Now let's dig into the numbers, because they explain that mid-pack finish cleanly. Judkins averaged 12.1 PPR points per game on a 3.6 yards-per-carry clip, and he saw eight or more defenders in the box on 45 percent of his runs — a brutal workload for a back whose passing game offered almost no relief. His rushing yards over expected came in at plus 68.7 on the season, which works out to plus 0.3 per attempt and ranks 29th among qualified runners — a hair above what an average back would've produced on those same carries, no more. The receiving role never materialized: 26 catches, 171 yards, zero receiving touchdowns on a target share of just 8 percent, with tight end Harold Fannin Junior actually leading the team in receiving. And the consistency profile is the real tell. Judkins cracked 20 PPR points exactly twice all year, posted single digits in six of fourteen games, and finished under 11 points eight times — a boom-or-bust floor masquerading as a workhorse role, almost entirely because his fantasy ceiling lived and died with goal-line carries on a team that only converted 55 percent of its red-zone trips into touchdowns.

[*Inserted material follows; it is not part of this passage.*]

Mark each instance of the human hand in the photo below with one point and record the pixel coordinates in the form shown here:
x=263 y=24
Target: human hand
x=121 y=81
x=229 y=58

The play that captures the season is the Miami game in Week 7 — second quarter, first and ten, ball at the Dolphins' 46, score tied at three. Judkins took the handoff through right guard and went the distance. 46 yards, touchdown, plus 4.0 expected points added on a single snap. That game was his ceiling: 25 carries, three rushing touchdowns, 26.4 PPR points in the Browns' lone blowout win. The rest of the year was the inverse — short fields, stacked boxes, touchdown-dependent scoring. Judkins did his job. The offense around him just didn't give him many more days like that one.